Statistics showed that China’s gross domestic product (GDP) grew nearly 8 percent in the second quarter from a year earlier. The Chinese economy has made progress while maintaining stability.
As the country recently introduced a series of new measures for maintaining stable growth, the international market has felt the positive impact of a stable Chinese economy.
However, certain international forces have continued to make negative predictions about the Chinese economy, showing their lack of proper understanding of China’s unremitting efforts to strengthen and improve macroeconomic management.
The Chinese economy is slowing down due to both international and domestic factors.
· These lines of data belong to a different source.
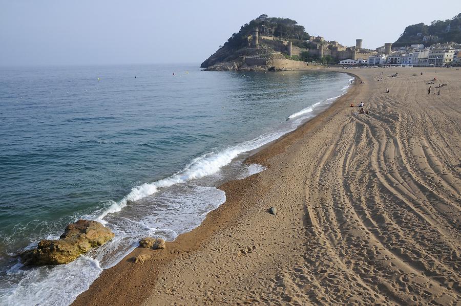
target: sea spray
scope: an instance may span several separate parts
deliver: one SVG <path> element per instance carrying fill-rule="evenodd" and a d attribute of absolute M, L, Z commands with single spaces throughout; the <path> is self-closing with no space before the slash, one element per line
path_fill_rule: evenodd
<path fill-rule="evenodd" d="M 18 84 L 34 73 L 37 76 L 23 103 L 3 104 L 7 116 L 0 130 L 7 133 L 0 142 L 5 142 L 2 154 L 7 167 L 0 165 L 0 172 L 2 182 L 8 182 L 1 186 L 3 204 L 21 211 L 24 221 L 14 220 L 12 233 L 0 232 L 2 241 L 36 243 L 58 236 L 66 224 L 82 216 L 103 221 L 116 235 L 73 265 L 28 270 L 20 264 L 10 265 L 0 275 L 0 300 L 6 304 L 17 304 L 16 300 L 34 304 L 48 292 L 52 293 L 43 294 L 47 304 L 70 303 L 141 237 L 171 241 L 198 226 L 225 200 L 224 191 L 216 188 L 219 182 L 264 169 L 242 164 L 248 152 L 311 118 L 308 112 L 286 121 L 290 114 L 341 93 L 347 79 L 336 73 L 319 79 L 321 74 L 308 72 L 244 77 L 188 69 L 190 73 L 182 80 L 167 80 L 163 76 L 169 70 L 143 67 L 134 68 L 145 73 L 132 84 L 133 80 L 122 76 L 127 75 L 124 68 L 100 69 L 112 74 L 105 78 L 104 88 L 70 97 L 66 92 L 73 72 L 60 72 L 65 75 L 57 79 L 53 70 L 49 75 L 30 71 L 5 75 L 4 81 L 17 79 Z M 91 76 L 93 69 L 85 69 L 79 73 Z M 90 88 L 90 78 L 74 79 L 73 86 Z M 6 88 L 18 88 L 16 85 Z M 22 141 L 25 131 L 36 142 Z M 174 172 L 177 169 L 181 170 Z M 46 219 L 46 213 L 54 218 Z"/>

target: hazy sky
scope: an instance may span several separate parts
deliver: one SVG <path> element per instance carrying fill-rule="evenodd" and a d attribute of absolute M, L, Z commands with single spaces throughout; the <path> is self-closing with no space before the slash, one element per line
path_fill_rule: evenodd
<path fill-rule="evenodd" d="M 374 49 L 405 27 L 461 12 L 458 1 L 0 0 L 0 65 L 200 63 L 261 14 Z M 262 5 L 261 4 L 264 4 Z"/>

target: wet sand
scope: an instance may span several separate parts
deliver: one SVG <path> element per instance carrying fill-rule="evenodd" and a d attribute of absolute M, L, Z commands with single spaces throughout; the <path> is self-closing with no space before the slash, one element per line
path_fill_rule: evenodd
<path fill-rule="evenodd" d="M 250 158 L 267 169 L 220 187 L 200 227 L 137 248 L 74 304 L 461 303 L 461 70 L 340 71 L 365 83 Z"/>

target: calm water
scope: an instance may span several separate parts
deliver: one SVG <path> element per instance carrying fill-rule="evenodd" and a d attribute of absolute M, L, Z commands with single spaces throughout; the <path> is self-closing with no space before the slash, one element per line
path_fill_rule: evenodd
<path fill-rule="evenodd" d="M 140 237 L 171 241 L 197 226 L 225 201 L 220 183 L 263 170 L 242 164 L 248 152 L 350 79 L 195 65 L 0 68 L 0 304 L 68 304 Z M 115 238 L 52 268 L 24 269 L 13 256 L 81 217 Z"/>

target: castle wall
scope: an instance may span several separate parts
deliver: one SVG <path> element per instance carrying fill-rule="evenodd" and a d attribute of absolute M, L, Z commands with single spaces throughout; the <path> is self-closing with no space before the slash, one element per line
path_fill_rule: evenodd
<path fill-rule="evenodd" d="M 296 47 L 295 46 L 292 46 L 291 47 L 291 55 L 298 55 L 298 56 L 301 55 L 301 52 L 304 52 L 304 51 L 309 52 L 309 49 L 306 49 L 302 48 L 299 48 L 299 47 Z"/>
<path fill-rule="evenodd" d="M 267 58 L 261 57 L 245 57 L 245 63 L 248 66 L 264 66 L 267 62 Z"/>

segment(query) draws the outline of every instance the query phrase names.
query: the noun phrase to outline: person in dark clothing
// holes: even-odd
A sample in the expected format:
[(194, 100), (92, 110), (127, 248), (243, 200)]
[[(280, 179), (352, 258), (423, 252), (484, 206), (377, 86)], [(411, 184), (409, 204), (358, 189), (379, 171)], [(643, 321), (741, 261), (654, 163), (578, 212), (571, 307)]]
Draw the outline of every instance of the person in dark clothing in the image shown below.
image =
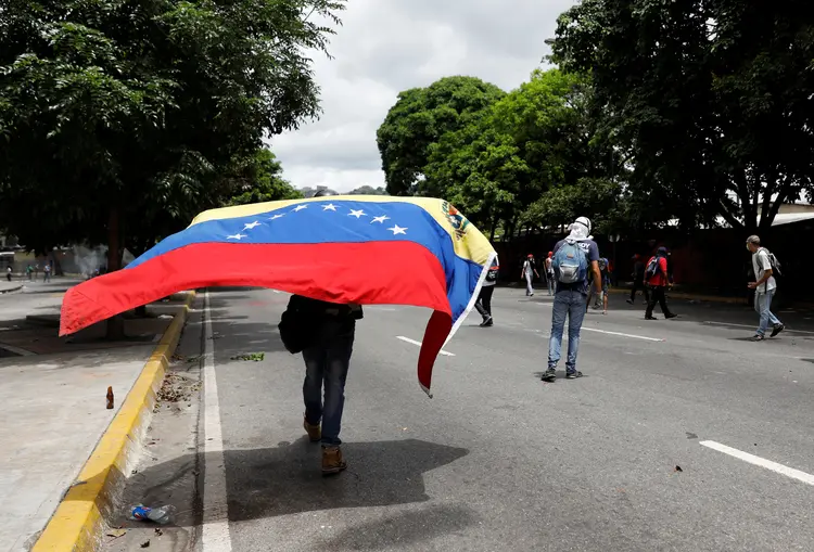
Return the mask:
[[(335, 194), (320, 190), (315, 197), (325, 195)], [(303, 349), (303, 427), (311, 442), (322, 445), (322, 474), (338, 474), (347, 467), (340, 431), (356, 321), (364, 317), (361, 306), (292, 295), (287, 311), (296, 312), (302, 331), (309, 332)]]
[(647, 281), (648, 285), (650, 286), (650, 300), (647, 304), (645, 319), (658, 320), (656, 317), (653, 317), (653, 309), (656, 308), (657, 303), (659, 304), (659, 306), (661, 306), (661, 311), (664, 313), (664, 318), (675, 318), (678, 314), (674, 314), (670, 311), (666, 297), (666, 291), (670, 286), (670, 278), (667, 275), (667, 248), (659, 247), (656, 256), (648, 260), (647, 264), (650, 265), (650, 261), (653, 259), (657, 259), (659, 265), (656, 274), (650, 277), (650, 279)]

Internationally speaking, the weak growth in developed countries caused by the global financial crisis has had a marked negative impact on the Chinese economy. China’s trade surplus rebounded greatly in the second quarter, but not due to the acceleration of export growth or slowing down of imports. In fact, the growth of China’s exports to the United States, Japan, and Europe has slowed down markedly, becoming a major constraint on economic development in the eastern regions.
Domestically speaking, China’s economic slowdown is a legacy of the global financial crisis. In order to resist the crisis, China introduced a large-scale economic stimulus package, which created objective conditions for subsequent inflation and soaring housing prices. The country then adopted a series of macro control measures to curb the inflation and cool the overheated property market, when the contribution of consumption to its GDP growth failed to increase markedly. This countercyclical action has inevitably caused a slowdown in domestic demand.
It is worth noting that the economic slowdown has objectively reduced the inflationary pressures facing China, which made a soft landing for the Chinese economy achievable. In the long run, it will promote China’s economic restructuring and transformation of its economic growth model.